5 Issues You Didn’t Realize Were Causes Of Dry Eye

Most of us experience dry eyes occasionally, but some people have it often. This condition can cause eyestrain and interfere with your vision. While fatigue is one of the main causes, there are others that you might not be aware of. If your eyes feel frequently dry and irritated, consider the following possible causes.

5 Issues You Didn't Realize Were Causes Of Dry Eye

Pets

Indoor pets like dogs, cats, birds, and hamsters can kick up dust from their cages and toileting areas. Many also shed fur or feathers on occasion. Some track in dirt from the yard when they go outside. These and related pet behaviors can affect some people with dry eye symptoms. These include irritation, dryness, and redness and may require medical dry eye treatment. Try reducing contact with your pet for a day or two to see if that helps to minimize your symptoms.

Dust

Although dust is widely recognized as a possible contributor to dry eyes, the sources of dust can be surprising. If your windows are open while nearby areas are under construction, extra dust may enter your home and irritate your eyes. Deep cleaning your home, especially the attic or basement, can raise more dust than you are usually exposed to and affect your eyes. Wearing a face mask while cleaning may help. The home’s ductwork may need to be vacuumed if years of dust and debris have accumulated, so have an HVAC technician check the duct pipes the next time you get a furnace checkup.

Allergies

Common allergens are known to be a contributing cause to dry eyes, but allergies can come from surprising sources. Certain brands of cosmetics, bath soap, perfumes, and cleaning products may lead to an allergic response that can include dry eyes.

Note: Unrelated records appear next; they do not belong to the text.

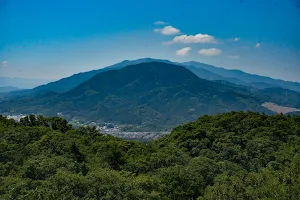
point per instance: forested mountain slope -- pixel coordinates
(233, 155)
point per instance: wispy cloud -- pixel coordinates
(167, 30)
(234, 56)
(160, 23)
(184, 51)
(4, 63)
(210, 52)
(198, 38)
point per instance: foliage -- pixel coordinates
(233, 155)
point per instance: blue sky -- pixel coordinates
(52, 39)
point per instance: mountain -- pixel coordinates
(242, 78)
(203, 71)
(24, 83)
(8, 89)
(153, 96)
(71, 82)
(236, 155)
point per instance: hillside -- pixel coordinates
(203, 71)
(8, 89)
(151, 96)
(241, 78)
(227, 156)
(24, 83)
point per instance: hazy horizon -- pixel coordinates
(52, 40)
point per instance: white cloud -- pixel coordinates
(257, 45)
(160, 23)
(4, 63)
(234, 56)
(210, 52)
(184, 51)
(198, 38)
(167, 30)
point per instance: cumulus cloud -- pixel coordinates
(160, 23)
(167, 30)
(184, 51)
(234, 56)
(210, 52)
(198, 38)
(257, 45)
(4, 63)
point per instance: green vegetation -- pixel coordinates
(233, 155)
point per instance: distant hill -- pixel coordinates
(24, 83)
(8, 89)
(242, 78)
(153, 96)
(203, 71)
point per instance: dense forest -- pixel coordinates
(236, 155)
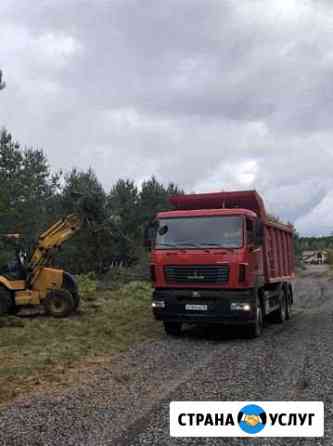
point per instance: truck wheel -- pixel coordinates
(173, 328)
(281, 313)
(255, 330)
(58, 303)
(288, 307)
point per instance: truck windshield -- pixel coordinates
(199, 232)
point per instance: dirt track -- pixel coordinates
(127, 404)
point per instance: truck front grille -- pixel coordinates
(210, 274)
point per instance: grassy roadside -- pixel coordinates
(38, 352)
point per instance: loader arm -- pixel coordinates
(49, 242)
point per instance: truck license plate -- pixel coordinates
(196, 307)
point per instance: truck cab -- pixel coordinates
(208, 265)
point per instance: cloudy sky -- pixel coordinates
(209, 94)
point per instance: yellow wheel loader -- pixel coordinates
(34, 282)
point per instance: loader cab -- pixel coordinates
(13, 264)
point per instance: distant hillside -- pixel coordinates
(314, 243)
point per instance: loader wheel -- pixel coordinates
(59, 303)
(76, 300)
(5, 301)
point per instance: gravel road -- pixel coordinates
(127, 403)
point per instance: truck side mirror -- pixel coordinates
(259, 232)
(149, 234)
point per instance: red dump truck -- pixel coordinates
(217, 258)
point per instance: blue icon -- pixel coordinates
(252, 419)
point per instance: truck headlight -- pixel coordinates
(238, 306)
(158, 304)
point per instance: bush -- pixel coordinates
(87, 283)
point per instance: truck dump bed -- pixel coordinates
(278, 250)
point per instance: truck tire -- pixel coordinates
(255, 330)
(281, 314)
(58, 303)
(173, 328)
(289, 304)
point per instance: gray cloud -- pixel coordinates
(211, 95)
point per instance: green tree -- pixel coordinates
(82, 193)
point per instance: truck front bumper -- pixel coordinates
(205, 306)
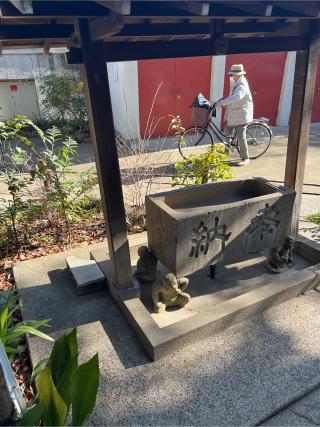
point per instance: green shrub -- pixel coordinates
(63, 384)
(10, 333)
(210, 166)
(198, 169)
(64, 100)
(40, 183)
(315, 218)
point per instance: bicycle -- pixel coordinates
(197, 138)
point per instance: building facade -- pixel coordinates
(146, 94)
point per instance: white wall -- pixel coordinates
(286, 90)
(217, 83)
(31, 64)
(123, 80)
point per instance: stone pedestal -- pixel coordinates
(194, 227)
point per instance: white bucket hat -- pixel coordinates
(237, 70)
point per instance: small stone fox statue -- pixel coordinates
(169, 292)
(281, 258)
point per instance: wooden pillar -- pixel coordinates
(300, 119)
(96, 82)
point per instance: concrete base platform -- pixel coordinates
(239, 291)
(239, 376)
(86, 274)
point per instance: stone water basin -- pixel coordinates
(192, 227)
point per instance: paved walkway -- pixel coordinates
(270, 166)
(263, 371)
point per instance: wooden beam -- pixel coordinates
(251, 9)
(193, 7)
(149, 30)
(74, 56)
(46, 47)
(121, 7)
(101, 28)
(300, 118)
(22, 32)
(67, 8)
(95, 76)
(24, 6)
(129, 51)
(302, 9)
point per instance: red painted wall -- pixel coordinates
(168, 87)
(264, 74)
(316, 98)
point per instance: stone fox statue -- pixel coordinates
(281, 258)
(169, 292)
(146, 265)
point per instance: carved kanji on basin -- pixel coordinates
(202, 237)
(193, 227)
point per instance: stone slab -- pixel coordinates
(237, 377)
(287, 418)
(240, 291)
(240, 376)
(86, 274)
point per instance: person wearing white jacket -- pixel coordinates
(239, 109)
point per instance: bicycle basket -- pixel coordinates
(199, 116)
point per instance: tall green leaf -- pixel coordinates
(18, 331)
(33, 416)
(65, 384)
(64, 350)
(85, 387)
(3, 320)
(55, 412)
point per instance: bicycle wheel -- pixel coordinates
(196, 140)
(258, 139)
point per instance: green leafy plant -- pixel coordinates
(52, 168)
(63, 384)
(64, 99)
(15, 209)
(10, 333)
(202, 168)
(315, 218)
(41, 184)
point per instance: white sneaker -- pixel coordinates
(244, 162)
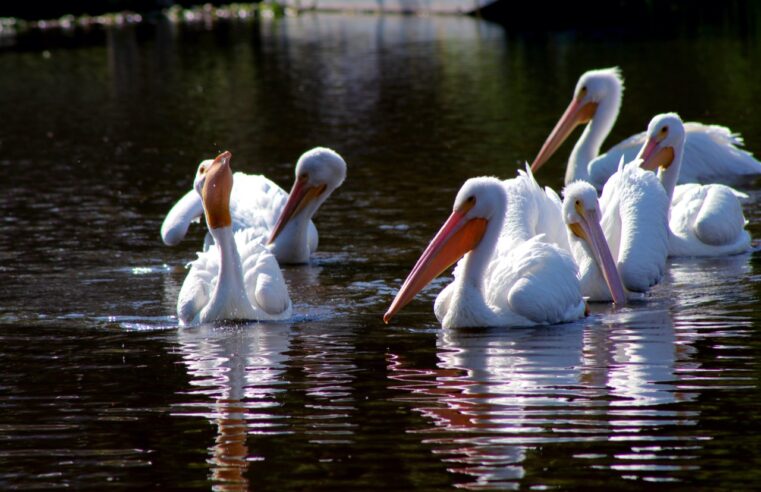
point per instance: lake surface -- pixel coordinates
(99, 387)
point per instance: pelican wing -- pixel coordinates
(532, 210)
(635, 221)
(601, 168)
(711, 153)
(197, 287)
(537, 281)
(707, 220)
(265, 286)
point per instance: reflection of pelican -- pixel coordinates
(705, 220)
(710, 151)
(260, 205)
(238, 278)
(497, 394)
(503, 280)
(241, 369)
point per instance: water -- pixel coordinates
(99, 387)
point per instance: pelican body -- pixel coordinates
(704, 220)
(237, 277)
(283, 219)
(711, 152)
(633, 219)
(504, 277)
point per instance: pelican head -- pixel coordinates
(597, 91)
(216, 185)
(663, 149)
(581, 212)
(479, 201)
(665, 136)
(318, 172)
(200, 178)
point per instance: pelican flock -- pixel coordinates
(710, 151)
(523, 256)
(263, 208)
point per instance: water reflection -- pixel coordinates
(496, 394)
(240, 369)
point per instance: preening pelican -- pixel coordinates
(710, 151)
(258, 204)
(237, 278)
(502, 280)
(631, 217)
(705, 220)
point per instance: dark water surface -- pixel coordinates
(99, 387)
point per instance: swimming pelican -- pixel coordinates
(503, 279)
(264, 208)
(710, 151)
(632, 217)
(705, 220)
(237, 278)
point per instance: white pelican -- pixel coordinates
(710, 152)
(503, 279)
(632, 218)
(705, 220)
(263, 207)
(237, 278)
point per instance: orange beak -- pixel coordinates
(654, 156)
(576, 114)
(455, 238)
(216, 192)
(589, 229)
(301, 195)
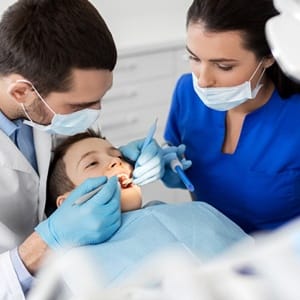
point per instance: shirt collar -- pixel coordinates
(7, 126)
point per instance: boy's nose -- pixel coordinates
(115, 162)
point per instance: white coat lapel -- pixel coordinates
(11, 157)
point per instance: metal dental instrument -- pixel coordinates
(150, 135)
(87, 196)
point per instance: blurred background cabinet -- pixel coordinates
(150, 37)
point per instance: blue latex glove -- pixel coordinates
(149, 164)
(91, 222)
(170, 178)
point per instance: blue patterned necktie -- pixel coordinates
(24, 141)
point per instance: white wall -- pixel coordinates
(139, 22)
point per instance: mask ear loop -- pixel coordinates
(39, 96)
(261, 75)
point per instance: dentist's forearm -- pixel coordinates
(32, 252)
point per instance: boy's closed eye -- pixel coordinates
(91, 164)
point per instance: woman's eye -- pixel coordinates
(193, 58)
(225, 68)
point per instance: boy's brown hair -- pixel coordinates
(58, 181)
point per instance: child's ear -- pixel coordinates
(60, 199)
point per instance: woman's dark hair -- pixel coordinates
(250, 18)
(43, 40)
(58, 181)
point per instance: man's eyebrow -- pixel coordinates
(84, 156)
(213, 60)
(86, 104)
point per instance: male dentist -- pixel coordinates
(56, 63)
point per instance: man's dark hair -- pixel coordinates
(58, 181)
(43, 40)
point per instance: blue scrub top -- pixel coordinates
(258, 186)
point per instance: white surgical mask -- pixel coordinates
(67, 124)
(226, 98)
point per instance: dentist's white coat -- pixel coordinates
(22, 203)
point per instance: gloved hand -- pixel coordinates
(91, 222)
(170, 178)
(149, 164)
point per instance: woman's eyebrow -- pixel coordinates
(221, 59)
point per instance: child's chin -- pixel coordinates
(131, 198)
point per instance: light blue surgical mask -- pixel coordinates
(226, 98)
(67, 124)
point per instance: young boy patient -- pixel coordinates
(87, 155)
(195, 228)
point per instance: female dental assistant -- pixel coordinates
(238, 115)
(56, 63)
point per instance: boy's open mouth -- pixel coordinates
(125, 181)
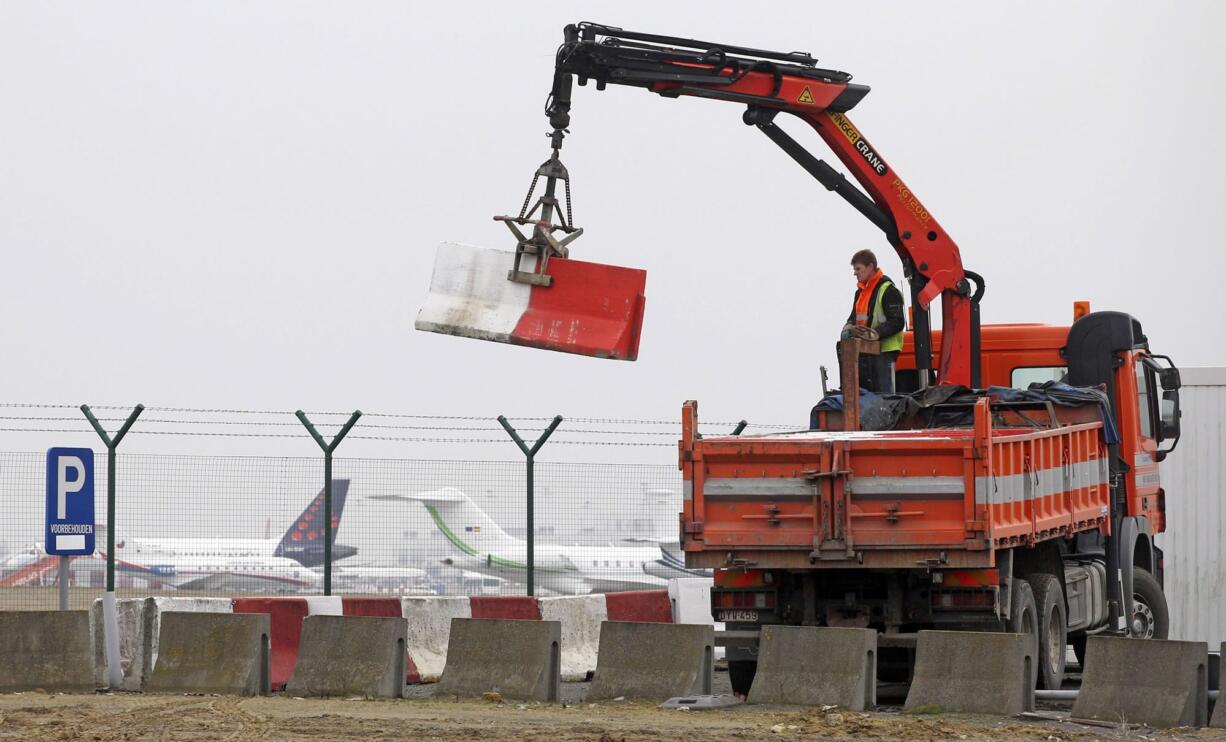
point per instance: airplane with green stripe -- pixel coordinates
(481, 545)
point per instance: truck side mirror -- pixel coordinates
(1168, 421)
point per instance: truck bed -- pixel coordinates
(931, 497)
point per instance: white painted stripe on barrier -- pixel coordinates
(692, 604)
(140, 621)
(470, 294)
(580, 616)
(429, 628)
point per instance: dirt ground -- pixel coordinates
(106, 718)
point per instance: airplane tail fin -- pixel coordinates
(304, 540)
(465, 525)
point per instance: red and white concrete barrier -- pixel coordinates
(590, 309)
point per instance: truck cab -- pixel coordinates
(1061, 585)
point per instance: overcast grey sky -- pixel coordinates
(237, 204)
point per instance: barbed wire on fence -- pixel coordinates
(394, 427)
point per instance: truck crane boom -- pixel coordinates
(768, 84)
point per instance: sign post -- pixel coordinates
(70, 524)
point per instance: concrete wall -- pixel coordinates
(1194, 480)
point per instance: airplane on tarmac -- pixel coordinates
(240, 564)
(216, 564)
(481, 545)
(303, 542)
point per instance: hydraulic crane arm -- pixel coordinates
(769, 84)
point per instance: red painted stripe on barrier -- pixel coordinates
(505, 606)
(650, 606)
(591, 309)
(286, 626)
(383, 607)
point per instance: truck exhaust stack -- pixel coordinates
(590, 309)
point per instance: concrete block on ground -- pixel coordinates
(350, 655)
(429, 628)
(1144, 681)
(129, 613)
(136, 672)
(383, 607)
(974, 672)
(815, 666)
(52, 650)
(519, 659)
(286, 617)
(654, 661)
(212, 653)
(1219, 720)
(581, 617)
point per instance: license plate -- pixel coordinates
(748, 616)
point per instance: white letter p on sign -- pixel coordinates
(65, 486)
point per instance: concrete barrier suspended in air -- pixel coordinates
(590, 308)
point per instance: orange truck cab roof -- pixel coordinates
(1003, 348)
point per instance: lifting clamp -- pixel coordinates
(542, 243)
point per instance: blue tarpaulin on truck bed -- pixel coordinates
(953, 406)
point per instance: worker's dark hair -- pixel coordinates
(863, 258)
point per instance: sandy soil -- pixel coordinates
(106, 718)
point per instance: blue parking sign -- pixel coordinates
(69, 502)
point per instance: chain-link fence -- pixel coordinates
(455, 524)
(229, 525)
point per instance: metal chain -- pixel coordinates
(527, 199)
(570, 220)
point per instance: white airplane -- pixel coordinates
(238, 564)
(481, 545)
(302, 542)
(403, 580)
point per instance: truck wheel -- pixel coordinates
(741, 675)
(1151, 619)
(1052, 629)
(1021, 613)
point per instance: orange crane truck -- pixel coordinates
(961, 502)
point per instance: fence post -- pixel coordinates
(327, 448)
(530, 455)
(109, 615)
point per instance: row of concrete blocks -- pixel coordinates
(1155, 682)
(365, 656)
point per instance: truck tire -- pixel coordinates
(1023, 615)
(1052, 629)
(1153, 619)
(741, 675)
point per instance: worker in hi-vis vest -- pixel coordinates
(878, 305)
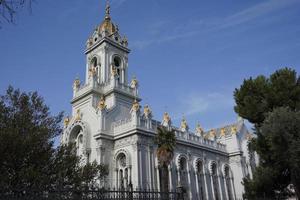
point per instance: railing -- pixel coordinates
(104, 87)
(101, 194)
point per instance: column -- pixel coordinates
(149, 170)
(170, 178)
(233, 190)
(212, 186)
(220, 188)
(205, 185)
(189, 180)
(197, 185)
(178, 177)
(140, 168)
(226, 189)
(117, 177)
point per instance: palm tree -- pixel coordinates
(166, 142)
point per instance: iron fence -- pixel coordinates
(102, 194)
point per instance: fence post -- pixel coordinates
(180, 193)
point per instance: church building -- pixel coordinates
(110, 126)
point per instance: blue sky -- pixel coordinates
(189, 56)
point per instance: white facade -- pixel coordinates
(110, 127)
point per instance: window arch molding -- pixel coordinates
(211, 168)
(226, 171)
(179, 159)
(92, 59)
(196, 165)
(120, 59)
(120, 152)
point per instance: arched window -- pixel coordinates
(118, 63)
(123, 177)
(183, 172)
(227, 182)
(214, 180)
(199, 171)
(94, 62)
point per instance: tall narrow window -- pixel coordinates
(227, 182)
(215, 180)
(200, 179)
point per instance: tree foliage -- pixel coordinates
(9, 9)
(166, 142)
(28, 159)
(272, 105)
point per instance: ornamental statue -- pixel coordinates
(113, 70)
(92, 71)
(78, 115)
(184, 126)
(101, 103)
(166, 118)
(222, 132)
(134, 83)
(135, 105)
(147, 111)
(66, 121)
(233, 129)
(199, 129)
(76, 83)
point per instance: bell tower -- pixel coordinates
(107, 53)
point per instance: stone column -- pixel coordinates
(170, 178)
(205, 185)
(178, 177)
(225, 187)
(197, 185)
(220, 188)
(232, 189)
(149, 168)
(212, 186)
(141, 175)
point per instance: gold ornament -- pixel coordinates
(76, 83)
(233, 129)
(199, 129)
(113, 70)
(147, 110)
(184, 124)
(135, 105)
(78, 115)
(92, 71)
(223, 132)
(134, 82)
(101, 103)
(212, 133)
(166, 117)
(66, 121)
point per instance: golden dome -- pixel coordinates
(107, 24)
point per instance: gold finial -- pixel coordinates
(233, 129)
(92, 71)
(184, 124)
(135, 105)
(134, 82)
(222, 132)
(113, 70)
(78, 115)
(199, 129)
(166, 117)
(76, 83)
(212, 133)
(107, 10)
(66, 121)
(147, 110)
(101, 103)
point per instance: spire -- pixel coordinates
(107, 10)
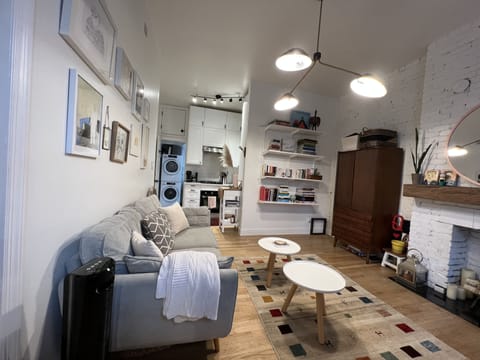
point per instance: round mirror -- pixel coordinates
(463, 149)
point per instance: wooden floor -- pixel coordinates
(248, 340)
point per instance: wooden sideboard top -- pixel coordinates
(451, 194)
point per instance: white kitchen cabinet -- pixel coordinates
(173, 122)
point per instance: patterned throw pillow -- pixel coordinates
(155, 227)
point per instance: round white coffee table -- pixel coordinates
(315, 277)
(277, 246)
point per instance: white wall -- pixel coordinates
(65, 194)
(284, 219)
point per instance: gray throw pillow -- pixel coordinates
(142, 264)
(155, 227)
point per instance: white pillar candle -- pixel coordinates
(461, 295)
(452, 291)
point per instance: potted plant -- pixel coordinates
(417, 159)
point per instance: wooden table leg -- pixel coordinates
(271, 263)
(289, 297)
(320, 299)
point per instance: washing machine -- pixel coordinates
(172, 168)
(170, 192)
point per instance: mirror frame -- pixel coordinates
(463, 176)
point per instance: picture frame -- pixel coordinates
(137, 97)
(145, 146)
(107, 132)
(431, 177)
(318, 226)
(119, 145)
(84, 117)
(451, 178)
(86, 25)
(146, 110)
(135, 139)
(124, 74)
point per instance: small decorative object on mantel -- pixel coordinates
(417, 159)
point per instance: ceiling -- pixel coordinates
(211, 47)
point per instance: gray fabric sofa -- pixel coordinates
(137, 320)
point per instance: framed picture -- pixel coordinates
(88, 28)
(135, 139)
(137, 97)
(145, 144)
(431, 177)
(146, 110)
(318, 226)
(119, 146)
(84, 117)
(450, 178)
(124, 74)
(107, 133)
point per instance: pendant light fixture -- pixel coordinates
(296, 59)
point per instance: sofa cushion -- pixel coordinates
(176, 217)
(195, 237)
(142, 264)
(110, 237)
(144, 247)
(156, 227)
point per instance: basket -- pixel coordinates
(398, 246)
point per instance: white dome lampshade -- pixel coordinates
(286, 102)
(293, 60)
(368, 86)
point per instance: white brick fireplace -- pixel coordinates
(448, 236)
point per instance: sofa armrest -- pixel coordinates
(197, 216)
(138, 322)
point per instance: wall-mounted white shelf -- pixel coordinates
(292, 130)
(293, 155)
(290, 179)
(289, 203)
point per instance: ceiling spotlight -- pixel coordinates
(296, 59)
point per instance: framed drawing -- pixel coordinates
(119, 146)
(84, 117)
(135, 139)
(137, 97)
(88, 28)
(146, 110)
(145, 144)
(123, 74)
(107, 134)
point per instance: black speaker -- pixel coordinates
(87, 309)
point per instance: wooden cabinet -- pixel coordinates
(173, 122)
(367, 195)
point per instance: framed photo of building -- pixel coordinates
(124, 74)
(137, 97)
(84, 117)
(119, 145)
(86, 25)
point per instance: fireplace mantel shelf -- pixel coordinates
(451, 194)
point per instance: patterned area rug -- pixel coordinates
(358, 325)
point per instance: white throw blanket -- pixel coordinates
(189, 281)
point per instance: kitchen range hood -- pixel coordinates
(214, 149)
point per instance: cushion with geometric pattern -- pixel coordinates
(155, 227)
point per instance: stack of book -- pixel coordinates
(307, 146)
(305, 195)
(283, 194)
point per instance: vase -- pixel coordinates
(417, 179)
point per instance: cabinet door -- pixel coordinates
(213, 137)
(194, 145)
(344, 182)
(365, 175)
(174, 121)
(215, 119)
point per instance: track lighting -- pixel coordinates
(217, 98)
(296, 59)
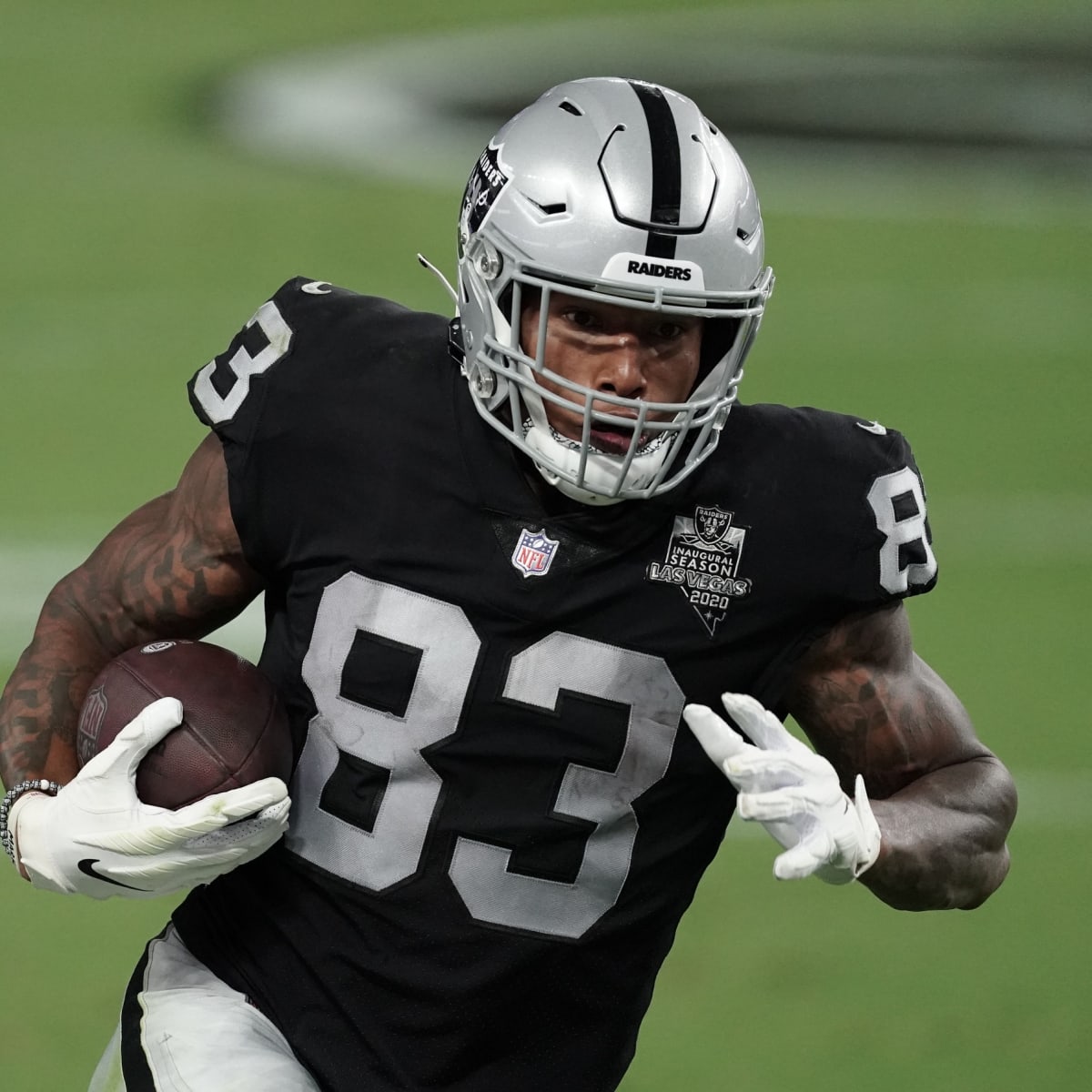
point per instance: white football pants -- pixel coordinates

New carpet or drapes, shampooing the carpets, and staining the deck may be irritating to your eyes while not necessarily causing an allergic reaction.

Climate

Living in an arid climate is a known cause of dry eye. But even living in a moderate climate that goes through a prolonged drought or dry spell can impact a person’s eyes. Being outdoors in direct sunlight for long periods of time can have a similar effect.

Medications

Some medicines can cause dry eyes, and this possible side effect is usually listed in the explanation sheet for or packaging of prescription or over-the-counter medications that have this effect. If the problem occurs, ask your doctor if the medication can be switched to one without this side effect.

Now that you know possible causes of dry eye, avoid potential risk factors when possible. If the problem persists, consult your doctor about medication for treating dry eyes.